I started thinking about all these posts about tropical animals extremely rare in zoos, which turn up as rehabilitated in their native range is substandard zoos or 'sanctuaries'. African golden cats, marbled cats, too many cattle-killing leopards to count, whatever. Most of them live short and sad lives in substandard conditions and have no chance to breed. Maybe they educate some local people about wildlife. Could zoos make a concrete effort to get such animals to good conditions? Match single rescues into pairs? Import them to start new breeding programs, maybe exchanging for another animal with educational value? In the age of internet and social media, one can know there is a rare animal in a zoo in the tropics.
Hypothetically, yes, they could. Unfortunately I don't think it will ever really happen given relatively low interest in such imports.
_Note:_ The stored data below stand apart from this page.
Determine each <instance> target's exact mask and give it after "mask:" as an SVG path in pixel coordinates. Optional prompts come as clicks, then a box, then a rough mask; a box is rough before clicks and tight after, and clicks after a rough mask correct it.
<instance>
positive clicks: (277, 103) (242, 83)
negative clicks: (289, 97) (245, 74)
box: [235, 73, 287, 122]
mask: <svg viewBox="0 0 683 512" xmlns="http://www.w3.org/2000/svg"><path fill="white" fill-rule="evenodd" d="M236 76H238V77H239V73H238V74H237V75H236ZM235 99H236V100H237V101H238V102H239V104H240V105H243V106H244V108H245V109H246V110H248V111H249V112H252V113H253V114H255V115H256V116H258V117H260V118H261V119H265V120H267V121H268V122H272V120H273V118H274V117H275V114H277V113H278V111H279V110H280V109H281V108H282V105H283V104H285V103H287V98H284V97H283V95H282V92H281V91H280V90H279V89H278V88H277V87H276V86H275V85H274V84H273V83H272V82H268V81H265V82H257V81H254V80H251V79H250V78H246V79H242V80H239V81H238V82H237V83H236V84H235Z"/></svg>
I think it could bring in a lot of interesting species, as well as some new bloodlines, so I'd support it if it ever happened.
Maybe , but why not just assist (via zoos in the developing world , NGO's etc.) the zoos in these felines native ranges with adequate funds to improve the enclosures and chances of captive breeding and overall husbandry ? Afterall , given the anthropogenic pressures on wild populations there will be many more animals continually being brought in to local zoos and sanctuaries injured and unable to be returned to the wild.
This is totally possible and is something that happens here in America the only difference is that many of the animals get sent to very large and skilled zoos whereas in Africa it is small groups of locals with little experience. For example, the Bronx zoo helped rehabilitate the African spray toad by forming a partnership with a small organization in Africa and the two work together to breed and then release spray toads. The same concept could totally be used in large mammals.